Professor Andy Doherty

Professor Andy Doherty

Andy Doherty is the Chief Rail Technology Officer for Network Rail, providing the vision and leadership to its technology strategy, and leading Engineering interaction with the UK railway industry and within the European railway sphere. Andy is chair of the UK Vehicle Track System Interface Committee, and a member of the cross industry Technical Strategy Leadership Group. Andy is chair of a number of European Associations and Committees; he represents the entire European railway operating community as the Chair of ERRAC (European Rail Research Advisory Group) and with the ERA (European Railway Agency) as chair of the Group of Representative Bodies in Interoperability and Standardisation issues.

Andy was elected a Fellow of the Royal Academy of Engineers 2014, he is an Electrical Systems Engineer, with expertise in; the railway system, rolling stock design, the mechanical interface between the train and track, transmission based signalling systems such ETCS and electro magnetic compatibility. Andy is a Visiting Professor at Cranfield, and Southampton Universities

Previously Andy was the chair of the Network Rail Acceptance Panel for some 9 years, setting policy and approval of all Systems and Products used by Network Rail, and has held a number of senior roles in London Underground, including; Project Director and Engineer for the upgrade of the Central and Northern Lines and the conversion of the Underground to Driver Only Operation project.

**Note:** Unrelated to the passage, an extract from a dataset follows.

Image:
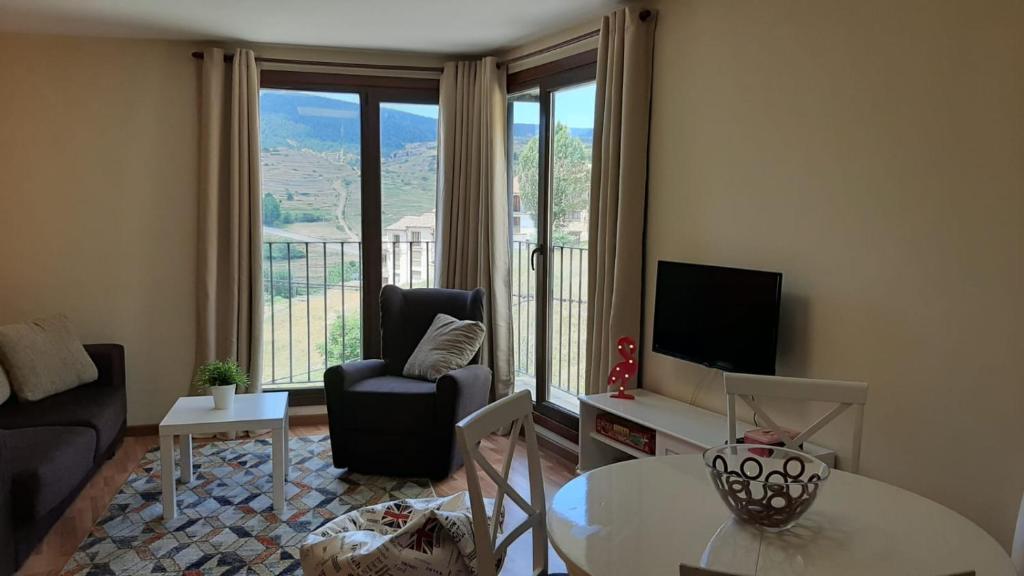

The Challenges and Opportunities of Whole Life Engineering Design in Big Asset Organisations

Big asset based organisations like Network Rail face a significant challenge to justify an Asset Management Strategy based on a whole life renewal and replacement policy. In this speech I will describe the NR process and policy for whole/through life asset management, together with our plans to develop the railway and its assets to meet the UK needs for greater capacity and reliable performance through a targeted Research and Technology development plan. I will then focus on the 'tricky bit'; which is innovation in a better railway, with very significant numbers of new assets needs to be funded. But how, in many cases the new assets are more expensive as a first cost but have a lower whole life cost, how does a big government type body raise the funds to do this, when money is tight?